O Conselho de Estado da Colômbia apresentou uma decisão contrária ao prefeito de Bogotá, Gustavo Petro. Esse era o último recurso que Petro possuía para permanecer no cargo. Agora, o presidente Juan Manuel Santos possui um prazo de 10 dias para emitir um decreto designando um prefeito interino, o qual ele já afirmou que irá fazer.

AE, Agência Estado

19 de março de 2014 | 03h01

A única possibilidade de Petro permanecer no cargo é se a Comissão Interamericana de Direitos Humanos conceder as medidas cautelares que solicitou no fim de 2013 para suspender o processo de destituição, mas isso tem que ser feito antes de o presidente colombiano assinar o decreto.

María Claudia Rojas, presidente do Conselho de Estado, informou que a decisão foi tomada com 15 votos favoráveis e 8 contrários.

Ex-senador de 53 anos de idade, Petro militou no grupo guerrilheiro agora pacificado Movimento 19 de Abril (M-19).
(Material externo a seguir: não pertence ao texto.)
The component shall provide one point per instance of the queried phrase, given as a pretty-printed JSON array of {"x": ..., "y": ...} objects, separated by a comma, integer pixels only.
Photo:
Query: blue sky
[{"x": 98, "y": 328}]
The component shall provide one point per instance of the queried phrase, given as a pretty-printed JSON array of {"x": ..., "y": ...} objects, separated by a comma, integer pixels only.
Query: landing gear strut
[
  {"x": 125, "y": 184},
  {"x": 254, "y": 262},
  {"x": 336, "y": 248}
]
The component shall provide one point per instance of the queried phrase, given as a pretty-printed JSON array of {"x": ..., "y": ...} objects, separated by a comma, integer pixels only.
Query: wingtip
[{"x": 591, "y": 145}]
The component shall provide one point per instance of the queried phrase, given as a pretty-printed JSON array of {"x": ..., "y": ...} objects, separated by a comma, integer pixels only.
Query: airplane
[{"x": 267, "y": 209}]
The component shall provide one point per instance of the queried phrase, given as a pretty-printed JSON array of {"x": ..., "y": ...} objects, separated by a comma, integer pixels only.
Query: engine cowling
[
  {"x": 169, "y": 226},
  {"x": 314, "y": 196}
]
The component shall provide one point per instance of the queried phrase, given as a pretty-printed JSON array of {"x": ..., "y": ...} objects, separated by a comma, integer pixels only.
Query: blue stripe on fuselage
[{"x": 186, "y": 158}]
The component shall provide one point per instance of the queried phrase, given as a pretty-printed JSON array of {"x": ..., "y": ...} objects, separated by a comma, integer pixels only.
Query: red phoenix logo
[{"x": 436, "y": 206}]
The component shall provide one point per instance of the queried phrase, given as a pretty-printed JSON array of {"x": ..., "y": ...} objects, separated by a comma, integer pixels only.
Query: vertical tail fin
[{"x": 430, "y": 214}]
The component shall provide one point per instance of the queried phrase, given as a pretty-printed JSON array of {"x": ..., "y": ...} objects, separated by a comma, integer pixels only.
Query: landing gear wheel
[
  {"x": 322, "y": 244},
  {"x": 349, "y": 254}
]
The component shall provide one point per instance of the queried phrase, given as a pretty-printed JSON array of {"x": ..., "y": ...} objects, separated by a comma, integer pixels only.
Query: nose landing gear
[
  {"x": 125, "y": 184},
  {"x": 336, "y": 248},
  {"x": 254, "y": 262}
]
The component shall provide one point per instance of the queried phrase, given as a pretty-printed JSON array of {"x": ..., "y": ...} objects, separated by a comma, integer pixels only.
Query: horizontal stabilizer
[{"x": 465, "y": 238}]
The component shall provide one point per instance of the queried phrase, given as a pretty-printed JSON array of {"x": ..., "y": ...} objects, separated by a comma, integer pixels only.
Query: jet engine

O imbróglio teve início em dezembro de 2013, quando a procuradoria geral destituiu o prefeito e o proibiu de permanecer na política por 15 anos devido à decisão de mudar por decreto o sistema de coleta de lixo na capital colombiana. A medida foi considerada pela procuradoria uma falta gravíssima contra o livre empreendimento e a concorrência. Fonte: Associated Press.